What we know has had major impacts in different parts of the world:
1. Advancements in medicine (drugs) have reduced crime (they have almost eliminated the need for insane asylums)
2. Banning certain chemicals from gas (has resulted in significant reductions in violent crime)
3. Reducing the wage disparity between classes (particularly reducing poverty, educational opportunity, and enabling advancement)
4. Focusing on rehabilitation facilities for drug offenders rather than jail
5. Legalization of at least low-impact recreational drugs
Damn! If only he had bankrupt an energy conglomerate, dissolved hundred of millions of dollars in pension funds, and legally embezzled 9 figures into personal accounts! He'd have received no punishment at all!
The fall-out from Enron
Even though the criminal justice system had to vacate the convictions because he died before his appeals were exhausted (and he couldn't very well assist in his own defense at this point), "civil suits are expected to continue against Lay's estate." In other words, you can't imprison the dead man to punish him (or you could, but it wouldn't be a very effective punishment, deterrent, or rehabilitation effort), but his family can be punished by having money and property taken away from them through the civil courts.
Nice try.
At the bottom of the reference I linked to, they mention that there are conspiracy theorists that say that Lay faked his death and he's still alive. Are you one of them?

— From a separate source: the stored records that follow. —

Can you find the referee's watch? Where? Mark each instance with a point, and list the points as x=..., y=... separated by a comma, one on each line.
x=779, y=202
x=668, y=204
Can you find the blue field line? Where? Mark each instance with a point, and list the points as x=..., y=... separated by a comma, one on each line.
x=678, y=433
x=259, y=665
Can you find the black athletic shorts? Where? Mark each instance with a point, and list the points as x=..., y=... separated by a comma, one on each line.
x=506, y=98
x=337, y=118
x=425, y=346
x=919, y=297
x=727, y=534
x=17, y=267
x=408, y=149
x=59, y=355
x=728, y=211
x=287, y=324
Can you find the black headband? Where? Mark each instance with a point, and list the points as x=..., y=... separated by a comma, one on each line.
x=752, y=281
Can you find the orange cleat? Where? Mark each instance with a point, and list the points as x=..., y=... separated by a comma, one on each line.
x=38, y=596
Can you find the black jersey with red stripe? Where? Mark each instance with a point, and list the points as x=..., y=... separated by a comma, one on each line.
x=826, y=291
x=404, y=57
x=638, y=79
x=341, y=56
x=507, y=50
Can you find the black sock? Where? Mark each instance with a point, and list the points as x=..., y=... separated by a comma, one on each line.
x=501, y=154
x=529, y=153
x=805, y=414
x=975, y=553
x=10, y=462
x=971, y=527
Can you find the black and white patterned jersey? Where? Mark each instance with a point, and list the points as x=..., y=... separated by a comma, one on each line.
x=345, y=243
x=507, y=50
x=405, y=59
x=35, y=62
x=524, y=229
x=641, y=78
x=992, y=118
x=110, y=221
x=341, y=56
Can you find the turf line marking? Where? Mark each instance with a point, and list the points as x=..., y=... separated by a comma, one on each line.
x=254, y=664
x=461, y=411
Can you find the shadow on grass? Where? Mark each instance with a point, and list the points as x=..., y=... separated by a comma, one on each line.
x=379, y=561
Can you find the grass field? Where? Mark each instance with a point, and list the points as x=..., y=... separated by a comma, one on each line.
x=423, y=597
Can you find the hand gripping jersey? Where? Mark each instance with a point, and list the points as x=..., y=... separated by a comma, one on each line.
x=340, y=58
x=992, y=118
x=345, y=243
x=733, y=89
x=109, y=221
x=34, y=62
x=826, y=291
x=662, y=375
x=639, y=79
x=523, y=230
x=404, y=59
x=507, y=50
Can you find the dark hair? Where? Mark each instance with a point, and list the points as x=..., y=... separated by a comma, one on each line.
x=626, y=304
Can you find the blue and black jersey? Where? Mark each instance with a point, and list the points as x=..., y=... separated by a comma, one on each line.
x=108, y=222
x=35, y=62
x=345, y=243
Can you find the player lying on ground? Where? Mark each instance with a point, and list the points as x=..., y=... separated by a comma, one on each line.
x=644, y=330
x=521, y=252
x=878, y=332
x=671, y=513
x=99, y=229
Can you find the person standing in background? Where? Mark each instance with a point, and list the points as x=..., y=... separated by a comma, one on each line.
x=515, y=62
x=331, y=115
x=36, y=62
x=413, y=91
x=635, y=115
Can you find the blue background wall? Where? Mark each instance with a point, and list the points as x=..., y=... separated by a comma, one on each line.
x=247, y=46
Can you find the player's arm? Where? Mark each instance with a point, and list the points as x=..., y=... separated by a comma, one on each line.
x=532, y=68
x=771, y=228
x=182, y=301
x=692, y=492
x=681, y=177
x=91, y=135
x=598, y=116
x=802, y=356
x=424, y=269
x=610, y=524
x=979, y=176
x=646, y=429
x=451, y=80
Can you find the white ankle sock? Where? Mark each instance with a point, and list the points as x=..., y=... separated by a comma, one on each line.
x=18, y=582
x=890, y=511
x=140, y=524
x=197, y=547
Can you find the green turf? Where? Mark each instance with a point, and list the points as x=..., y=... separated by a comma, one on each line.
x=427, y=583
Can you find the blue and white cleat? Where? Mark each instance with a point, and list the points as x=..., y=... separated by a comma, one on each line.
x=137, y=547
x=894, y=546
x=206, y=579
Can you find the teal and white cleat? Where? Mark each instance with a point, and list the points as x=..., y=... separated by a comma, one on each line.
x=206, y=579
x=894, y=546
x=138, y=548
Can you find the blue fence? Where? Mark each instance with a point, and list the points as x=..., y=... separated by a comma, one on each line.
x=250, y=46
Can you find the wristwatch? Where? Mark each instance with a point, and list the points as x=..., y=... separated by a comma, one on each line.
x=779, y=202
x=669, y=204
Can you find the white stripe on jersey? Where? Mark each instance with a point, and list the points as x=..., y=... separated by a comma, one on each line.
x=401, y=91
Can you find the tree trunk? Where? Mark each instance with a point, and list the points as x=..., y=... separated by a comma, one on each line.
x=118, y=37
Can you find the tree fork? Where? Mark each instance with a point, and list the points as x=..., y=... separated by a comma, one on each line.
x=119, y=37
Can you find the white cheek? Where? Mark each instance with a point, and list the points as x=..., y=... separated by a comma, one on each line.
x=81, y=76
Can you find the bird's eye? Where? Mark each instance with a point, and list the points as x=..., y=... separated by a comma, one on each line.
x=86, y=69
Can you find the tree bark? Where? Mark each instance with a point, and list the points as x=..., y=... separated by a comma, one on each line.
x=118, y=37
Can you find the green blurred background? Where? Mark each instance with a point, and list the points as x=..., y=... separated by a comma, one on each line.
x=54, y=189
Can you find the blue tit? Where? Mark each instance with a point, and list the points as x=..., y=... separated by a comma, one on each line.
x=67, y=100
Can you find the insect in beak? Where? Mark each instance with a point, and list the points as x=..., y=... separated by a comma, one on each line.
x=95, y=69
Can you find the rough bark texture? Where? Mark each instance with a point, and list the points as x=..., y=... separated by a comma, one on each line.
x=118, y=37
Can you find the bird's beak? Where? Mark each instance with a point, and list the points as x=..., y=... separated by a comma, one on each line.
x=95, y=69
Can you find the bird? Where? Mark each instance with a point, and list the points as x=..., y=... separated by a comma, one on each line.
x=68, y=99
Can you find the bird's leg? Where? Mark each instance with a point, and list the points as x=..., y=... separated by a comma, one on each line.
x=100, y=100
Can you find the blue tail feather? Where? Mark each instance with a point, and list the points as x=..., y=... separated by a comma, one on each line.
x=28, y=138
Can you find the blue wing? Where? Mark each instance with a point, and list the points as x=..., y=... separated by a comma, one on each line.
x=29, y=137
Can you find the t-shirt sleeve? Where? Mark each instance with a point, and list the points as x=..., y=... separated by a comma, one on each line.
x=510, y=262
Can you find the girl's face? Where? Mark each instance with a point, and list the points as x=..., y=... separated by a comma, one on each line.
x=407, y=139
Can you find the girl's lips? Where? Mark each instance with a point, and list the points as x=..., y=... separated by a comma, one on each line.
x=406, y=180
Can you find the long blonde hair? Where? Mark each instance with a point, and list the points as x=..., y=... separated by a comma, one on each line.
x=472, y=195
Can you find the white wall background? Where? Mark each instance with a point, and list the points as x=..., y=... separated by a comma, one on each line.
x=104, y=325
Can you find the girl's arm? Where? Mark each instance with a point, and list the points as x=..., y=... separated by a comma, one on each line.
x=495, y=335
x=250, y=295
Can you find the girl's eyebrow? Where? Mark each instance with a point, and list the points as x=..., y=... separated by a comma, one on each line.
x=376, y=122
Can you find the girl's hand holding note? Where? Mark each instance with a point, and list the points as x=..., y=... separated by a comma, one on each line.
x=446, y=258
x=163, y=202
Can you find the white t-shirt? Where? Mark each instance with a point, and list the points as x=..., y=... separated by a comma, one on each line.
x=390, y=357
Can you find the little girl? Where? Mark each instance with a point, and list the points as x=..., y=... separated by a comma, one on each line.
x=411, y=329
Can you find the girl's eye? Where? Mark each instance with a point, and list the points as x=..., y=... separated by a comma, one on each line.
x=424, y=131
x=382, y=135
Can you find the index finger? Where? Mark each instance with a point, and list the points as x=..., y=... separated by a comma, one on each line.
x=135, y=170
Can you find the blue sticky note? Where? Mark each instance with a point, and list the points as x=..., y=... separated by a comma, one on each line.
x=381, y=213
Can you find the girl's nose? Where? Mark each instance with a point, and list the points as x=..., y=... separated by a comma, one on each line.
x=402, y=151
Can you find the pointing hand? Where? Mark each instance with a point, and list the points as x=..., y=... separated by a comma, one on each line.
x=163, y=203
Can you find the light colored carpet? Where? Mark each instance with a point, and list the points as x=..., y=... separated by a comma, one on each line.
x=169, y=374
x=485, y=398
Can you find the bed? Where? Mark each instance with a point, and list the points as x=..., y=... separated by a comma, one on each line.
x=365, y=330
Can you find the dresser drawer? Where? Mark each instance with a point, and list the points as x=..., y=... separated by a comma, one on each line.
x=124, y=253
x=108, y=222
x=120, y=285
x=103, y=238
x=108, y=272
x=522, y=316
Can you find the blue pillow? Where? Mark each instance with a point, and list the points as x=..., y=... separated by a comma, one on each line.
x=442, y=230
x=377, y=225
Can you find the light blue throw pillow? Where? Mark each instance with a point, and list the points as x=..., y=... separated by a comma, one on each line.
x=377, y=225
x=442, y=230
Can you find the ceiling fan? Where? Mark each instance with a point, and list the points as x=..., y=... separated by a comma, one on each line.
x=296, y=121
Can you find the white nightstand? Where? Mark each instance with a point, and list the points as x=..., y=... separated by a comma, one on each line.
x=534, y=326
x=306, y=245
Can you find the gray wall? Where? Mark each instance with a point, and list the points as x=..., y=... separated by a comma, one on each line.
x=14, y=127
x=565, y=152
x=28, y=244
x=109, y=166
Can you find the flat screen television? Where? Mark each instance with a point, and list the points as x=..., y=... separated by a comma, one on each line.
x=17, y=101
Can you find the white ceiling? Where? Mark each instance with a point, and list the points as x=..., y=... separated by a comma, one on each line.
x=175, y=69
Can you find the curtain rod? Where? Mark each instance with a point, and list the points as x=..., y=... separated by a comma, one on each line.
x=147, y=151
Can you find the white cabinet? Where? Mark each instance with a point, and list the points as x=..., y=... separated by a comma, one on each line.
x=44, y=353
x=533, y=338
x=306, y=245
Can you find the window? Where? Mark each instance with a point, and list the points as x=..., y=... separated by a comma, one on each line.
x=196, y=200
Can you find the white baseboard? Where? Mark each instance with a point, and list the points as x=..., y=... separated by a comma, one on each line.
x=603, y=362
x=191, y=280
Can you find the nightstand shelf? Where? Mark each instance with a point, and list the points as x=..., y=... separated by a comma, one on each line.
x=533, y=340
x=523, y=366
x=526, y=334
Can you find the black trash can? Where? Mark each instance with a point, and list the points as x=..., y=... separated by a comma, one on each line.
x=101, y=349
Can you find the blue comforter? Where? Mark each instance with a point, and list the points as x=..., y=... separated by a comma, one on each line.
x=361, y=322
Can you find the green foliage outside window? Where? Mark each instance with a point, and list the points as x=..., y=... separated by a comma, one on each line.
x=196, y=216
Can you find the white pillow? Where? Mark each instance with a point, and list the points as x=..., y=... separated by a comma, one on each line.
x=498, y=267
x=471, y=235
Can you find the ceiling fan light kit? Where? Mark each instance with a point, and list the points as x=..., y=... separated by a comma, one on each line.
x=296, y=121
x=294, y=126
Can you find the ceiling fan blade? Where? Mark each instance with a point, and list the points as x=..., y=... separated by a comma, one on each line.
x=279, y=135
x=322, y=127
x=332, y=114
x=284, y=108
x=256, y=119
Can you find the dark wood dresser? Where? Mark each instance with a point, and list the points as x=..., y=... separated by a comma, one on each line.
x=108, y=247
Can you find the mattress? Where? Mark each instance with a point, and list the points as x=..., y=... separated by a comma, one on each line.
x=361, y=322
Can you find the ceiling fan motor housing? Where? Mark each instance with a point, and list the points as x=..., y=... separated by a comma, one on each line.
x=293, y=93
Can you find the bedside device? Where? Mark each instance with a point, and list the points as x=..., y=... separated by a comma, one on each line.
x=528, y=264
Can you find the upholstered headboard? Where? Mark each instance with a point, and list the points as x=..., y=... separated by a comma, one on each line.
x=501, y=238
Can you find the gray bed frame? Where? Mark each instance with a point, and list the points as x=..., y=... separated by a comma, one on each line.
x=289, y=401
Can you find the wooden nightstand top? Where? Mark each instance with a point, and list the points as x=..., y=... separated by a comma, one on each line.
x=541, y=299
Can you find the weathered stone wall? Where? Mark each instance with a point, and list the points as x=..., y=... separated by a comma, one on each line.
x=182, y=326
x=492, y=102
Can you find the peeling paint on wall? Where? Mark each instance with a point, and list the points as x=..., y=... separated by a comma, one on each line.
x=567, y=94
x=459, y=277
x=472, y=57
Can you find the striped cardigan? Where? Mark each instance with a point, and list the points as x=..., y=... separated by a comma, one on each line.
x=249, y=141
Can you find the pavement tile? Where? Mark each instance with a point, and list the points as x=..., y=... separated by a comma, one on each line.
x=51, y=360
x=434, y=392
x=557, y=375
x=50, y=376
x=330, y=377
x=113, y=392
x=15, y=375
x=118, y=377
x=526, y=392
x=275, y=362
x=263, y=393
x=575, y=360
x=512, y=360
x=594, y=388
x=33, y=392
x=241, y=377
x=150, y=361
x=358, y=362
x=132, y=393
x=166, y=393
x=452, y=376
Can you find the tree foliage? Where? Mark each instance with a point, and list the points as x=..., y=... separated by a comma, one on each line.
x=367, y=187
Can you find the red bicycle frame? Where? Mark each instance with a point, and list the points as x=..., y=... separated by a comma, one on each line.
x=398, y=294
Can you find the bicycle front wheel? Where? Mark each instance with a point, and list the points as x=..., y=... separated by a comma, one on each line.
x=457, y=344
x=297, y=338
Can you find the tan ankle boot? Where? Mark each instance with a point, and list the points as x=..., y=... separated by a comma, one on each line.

Of all the people who saw his dead body, not a single one of them would come forward to tell his story for the probable six figure payment he'd get? Sure.
When I saw the headline for this article I could guess that it was biased and incorrect, and I was right. The guy got 33 months in prison not for recording a movie in a theater, he got the criminal sentence for distributing copies for sale. The former could have gone unnoticed and would have harmed nobody, had he not continued to distribute even after he was warned about it.
> Sounds like you're a violent sociopath. Maybe we should cane you if you like that kind of punishment so much.
A good beating administered by the authorities in a controlled and relatively safe environment will likely do FAR MUCH LESS damage than being locked up with animals and sociopaths for 3 years.
You simply don't have any clue. You can't relate do doing any kind of hard time. You probably can't even relate do doing a week or a weekend in the local lockup.
A Pirate and a Puritan look the same on a balance sheet.
"civil suits are expected to continue against Lay's estate." In other words, you can't imprison the dead man to punish him .. but his family can be punished by having money and property taken away from them through the civil courts.
It is not punishing his family. It is restoring them to the status they would have been in if the culprit had not committed his crime. Which is as it should be.